Au cours des deux dernières années seulement, 225 000 réfugiés sont arrivés en Ouganda. La dernière crise migratoire a coïncidé avec la guerre civile qui a éclaté au Soudan en 2023 et plus d’un quart des réfugiés enregistrés en 2024 provenaient de ce pays.

Il y a ensuite le taux de natalité élevé dans les camps de réfugiés, qui contribue à les rendre de plus en plus surpeuplés : à Nakivale, 400 enfants naissent chaque semaine.

Dans un contexte de besoins croissants, l’aide humanitaire diminue.

« En 2018, environ 170 dollars (155 euros) par an étaient dépensés pour chaque réfugié, aujourd’hui, seulement 85 dollars (77 euros) », explique Bruno Rotival, responsable de l’Ouganda à ECHO, le service d’aide humanitaire de la Commission européenne.

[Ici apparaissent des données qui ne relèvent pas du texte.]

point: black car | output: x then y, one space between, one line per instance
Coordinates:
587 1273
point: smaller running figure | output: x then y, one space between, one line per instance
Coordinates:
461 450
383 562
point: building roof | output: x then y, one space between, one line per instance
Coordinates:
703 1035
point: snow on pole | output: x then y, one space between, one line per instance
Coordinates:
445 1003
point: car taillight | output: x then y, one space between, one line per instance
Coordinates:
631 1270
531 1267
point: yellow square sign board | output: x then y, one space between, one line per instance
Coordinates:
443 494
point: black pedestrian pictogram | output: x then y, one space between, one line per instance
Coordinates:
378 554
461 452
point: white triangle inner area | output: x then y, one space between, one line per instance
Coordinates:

L’UE a alloué 27,5 millions d’euros pour 2024, soit une légère baisse par rapport aux 30,5 millions d’euros de l’année précédente. « Toutes les opérations dans le monde souffrent d’un déficit de financement. Les situations de crise plus aiguës reçoivent plus de fonds, tandis que l’Ouganda, étant un pays plus stabilisé, souffre peut-être un peu plus dans la fourniture de l’aide humanitaire. »

L’Ouganda, a déclaré Rotival, a été identifié par l’UE comme un pays dans lequel entamer la transition d’un système basé sur l’aide humanitaire à un système basé sur la coopération au développement.

La guerre en Ukraine a compliqué les plans, avec une réduction de 20 % du budget humanitaire global de l’UE.

« Mais nous sommes convaincus que nous serons en mesure de maintenir tout notre soutien », a ajouté Rotival.